Southport Column: Volunteers for decorating, skating on the school pond, and more
Thanks to Eden Climo for coordinating volunteers to decorate our island for Christmas. As mentioned last week, Wayne Closson’s Landscape business, which for many years has hung the Christmas decorations on public buildings and businesses around Southport and erected the lighted figures around the pond on school grounds, is no longer operating. She has some volunteers but could use more. Even if you do not want to climb ladders, there is plenty of other work to be done. Many thanks, Eden, for muscling this community effort along. Please contact her if you can help.
If you are interested in proposed amendments to Southport’s Land Use Ordinance, please attend and make your voice heard at the Southport Planning Board’s workshop to be held at the town hall on Wednesday, Nov. 22 at 5 p.m. Our town runs better if those with thoughts and ideas contribute them to the discussion. If changes are to be made, they will be voted on at the town meeting in March.

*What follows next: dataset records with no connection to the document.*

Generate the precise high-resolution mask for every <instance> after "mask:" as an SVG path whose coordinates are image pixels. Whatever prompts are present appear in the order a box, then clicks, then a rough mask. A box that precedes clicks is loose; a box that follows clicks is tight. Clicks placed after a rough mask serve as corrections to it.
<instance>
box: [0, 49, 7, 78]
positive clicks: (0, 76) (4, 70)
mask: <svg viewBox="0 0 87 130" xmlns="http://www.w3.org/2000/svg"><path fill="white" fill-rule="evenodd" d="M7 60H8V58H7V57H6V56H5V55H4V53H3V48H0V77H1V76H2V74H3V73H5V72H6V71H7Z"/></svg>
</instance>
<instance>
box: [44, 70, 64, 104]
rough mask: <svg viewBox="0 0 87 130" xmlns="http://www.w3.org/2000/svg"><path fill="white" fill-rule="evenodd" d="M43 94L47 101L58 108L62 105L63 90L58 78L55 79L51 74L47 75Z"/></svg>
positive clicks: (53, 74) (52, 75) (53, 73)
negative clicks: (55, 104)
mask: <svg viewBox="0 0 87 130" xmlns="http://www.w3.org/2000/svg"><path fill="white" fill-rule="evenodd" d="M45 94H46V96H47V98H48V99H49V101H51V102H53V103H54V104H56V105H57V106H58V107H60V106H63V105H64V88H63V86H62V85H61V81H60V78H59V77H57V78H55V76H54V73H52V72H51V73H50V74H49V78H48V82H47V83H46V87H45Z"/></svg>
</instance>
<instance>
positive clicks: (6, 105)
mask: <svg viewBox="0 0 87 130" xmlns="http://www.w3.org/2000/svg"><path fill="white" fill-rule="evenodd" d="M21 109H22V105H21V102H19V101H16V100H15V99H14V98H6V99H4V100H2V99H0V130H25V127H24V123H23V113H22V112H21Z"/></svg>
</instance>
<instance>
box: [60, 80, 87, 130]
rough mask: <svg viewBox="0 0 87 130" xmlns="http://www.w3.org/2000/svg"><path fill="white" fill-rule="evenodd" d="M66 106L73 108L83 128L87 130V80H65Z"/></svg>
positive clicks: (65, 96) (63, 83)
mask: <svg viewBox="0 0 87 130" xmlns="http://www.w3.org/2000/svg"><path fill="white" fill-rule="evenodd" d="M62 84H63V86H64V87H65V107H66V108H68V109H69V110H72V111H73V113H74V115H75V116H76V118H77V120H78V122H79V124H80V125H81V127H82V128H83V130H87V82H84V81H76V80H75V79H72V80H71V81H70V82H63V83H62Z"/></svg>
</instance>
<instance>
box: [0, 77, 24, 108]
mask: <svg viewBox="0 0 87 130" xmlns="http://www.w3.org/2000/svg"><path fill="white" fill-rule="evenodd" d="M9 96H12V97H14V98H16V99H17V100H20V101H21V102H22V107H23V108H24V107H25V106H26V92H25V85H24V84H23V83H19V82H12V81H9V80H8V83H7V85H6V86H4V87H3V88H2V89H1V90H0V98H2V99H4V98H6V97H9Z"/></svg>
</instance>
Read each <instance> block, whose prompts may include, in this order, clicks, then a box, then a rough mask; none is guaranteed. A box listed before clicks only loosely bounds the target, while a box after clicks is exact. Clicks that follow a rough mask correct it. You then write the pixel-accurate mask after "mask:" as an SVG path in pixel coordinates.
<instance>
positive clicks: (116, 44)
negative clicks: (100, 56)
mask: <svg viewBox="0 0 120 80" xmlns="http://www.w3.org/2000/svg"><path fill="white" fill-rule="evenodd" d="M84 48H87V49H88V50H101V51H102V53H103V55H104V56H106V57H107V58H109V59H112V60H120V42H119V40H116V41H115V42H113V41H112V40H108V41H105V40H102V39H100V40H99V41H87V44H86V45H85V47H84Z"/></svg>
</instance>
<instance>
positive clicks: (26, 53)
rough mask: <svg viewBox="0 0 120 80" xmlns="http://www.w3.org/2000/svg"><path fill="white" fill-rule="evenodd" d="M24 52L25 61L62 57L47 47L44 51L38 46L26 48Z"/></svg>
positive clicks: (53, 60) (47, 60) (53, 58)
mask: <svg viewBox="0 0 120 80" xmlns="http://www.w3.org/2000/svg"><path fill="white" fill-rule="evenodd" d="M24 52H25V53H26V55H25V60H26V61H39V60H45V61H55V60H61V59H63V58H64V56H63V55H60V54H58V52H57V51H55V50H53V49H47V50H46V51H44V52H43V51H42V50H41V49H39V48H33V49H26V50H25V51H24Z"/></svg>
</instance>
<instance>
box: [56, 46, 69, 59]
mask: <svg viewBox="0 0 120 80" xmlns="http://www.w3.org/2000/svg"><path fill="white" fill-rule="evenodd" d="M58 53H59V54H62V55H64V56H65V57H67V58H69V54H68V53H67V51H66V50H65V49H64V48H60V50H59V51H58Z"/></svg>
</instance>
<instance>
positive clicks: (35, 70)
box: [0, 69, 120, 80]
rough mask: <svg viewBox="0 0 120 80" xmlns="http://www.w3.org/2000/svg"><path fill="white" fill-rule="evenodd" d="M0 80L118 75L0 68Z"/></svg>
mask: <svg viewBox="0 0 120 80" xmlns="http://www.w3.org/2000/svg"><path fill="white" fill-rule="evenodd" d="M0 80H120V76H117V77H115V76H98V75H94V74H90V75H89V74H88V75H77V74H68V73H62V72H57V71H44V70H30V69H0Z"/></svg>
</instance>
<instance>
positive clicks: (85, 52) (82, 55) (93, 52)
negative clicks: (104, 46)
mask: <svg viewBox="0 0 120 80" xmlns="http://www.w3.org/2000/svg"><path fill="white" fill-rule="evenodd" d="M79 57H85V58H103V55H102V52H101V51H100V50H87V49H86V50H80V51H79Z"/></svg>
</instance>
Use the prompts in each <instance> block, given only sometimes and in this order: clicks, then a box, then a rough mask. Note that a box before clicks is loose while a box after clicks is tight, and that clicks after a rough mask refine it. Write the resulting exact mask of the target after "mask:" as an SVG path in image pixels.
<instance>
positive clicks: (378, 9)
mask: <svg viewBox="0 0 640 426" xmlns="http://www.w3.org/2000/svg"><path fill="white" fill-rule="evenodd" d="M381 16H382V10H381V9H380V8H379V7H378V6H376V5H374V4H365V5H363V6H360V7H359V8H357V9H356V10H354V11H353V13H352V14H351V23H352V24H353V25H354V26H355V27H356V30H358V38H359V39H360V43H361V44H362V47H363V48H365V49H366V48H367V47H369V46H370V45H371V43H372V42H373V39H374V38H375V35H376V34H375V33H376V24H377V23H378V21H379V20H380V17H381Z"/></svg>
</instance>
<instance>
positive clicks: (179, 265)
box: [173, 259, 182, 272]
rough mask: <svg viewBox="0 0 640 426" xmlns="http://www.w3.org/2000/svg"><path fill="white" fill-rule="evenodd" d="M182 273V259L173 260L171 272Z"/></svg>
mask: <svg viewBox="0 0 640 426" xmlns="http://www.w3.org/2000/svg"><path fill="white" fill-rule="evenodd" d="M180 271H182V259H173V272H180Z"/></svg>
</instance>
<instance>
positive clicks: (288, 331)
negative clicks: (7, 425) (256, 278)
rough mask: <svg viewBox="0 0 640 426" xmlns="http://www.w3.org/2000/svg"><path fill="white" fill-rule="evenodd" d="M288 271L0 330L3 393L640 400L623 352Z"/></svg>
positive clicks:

Perhaps we will be able to dust off our ice skates and have some skating opportunities again on the school grounds. Our generous community donated more than enough money to build the planned woods playground behind the school so that some of that money is available to buy and assemble a safer skating rink on school property. As you many remember, children used to skate, when safe, on the school pond, but concerns about the depth of the pond and therefore the students’ safety has negated that activity for the last several years. The school still stores skates and helmets for youngsters to learn and enjoy this activity, so a committee is working on finding the best seasonable rink to buy, the ice on which would freeze quicker and would be much safer. Stay tuned.
Thanks to Claire Tomlin who volunteered to refresh the gardens in front of the town hall. For a while I think the some of the road crew undertook that project, but the plants seemed to have been left to themselves recently.
Plans and shopping efforts have been underway to buy a new school bus for the town. The hope is that the bus can be in operation next year, if not by the end of this year. Interesting that buying a new bus is so complicated, but then isn’t everything these days!
The Climate Action Team presented their report to the Selectmen last Wednesday night at their weekly meeting. I suspect you can get a copy of the report at the town hall, and perhaps there is a separate article with more details elsewhere in this paper.
About 30-40 people attended Southporter Paul Zalucky’s talk about Ukraine at the Harbor Theater, Monday, Nov. 13. They watched a movie about Ukraine and after Paul’s talk, had a chance to ask questions. Paul described Putin’s goal is to destroy Ukraine as a nation and bring it back under Russian control. Fighting the Russians is apparently nothing new as Paul says Ukraine has been fighting Russia for 400 years. Even the Ukrainian language is more European than slavic, a source for 52 percent of the Russian language. To learn more about this conflict, look for “Eastern Front,” a film by John Sweeney. In an interview by Kylv Post, Mr. Sweeney concludes by saying “Ukraine is fighting for a better future. Russia is fighting for a darker past.”
As Thanksgiving approaches, and with two wars dominating the news, we in the United States have much to be thankful for, but ‘thanks’ alone will not keep us safe. We all need to think, study, listen, and engage to keep our country’s values strong. And above all, ‘be kind.” Happy Thanksgiving, everyone.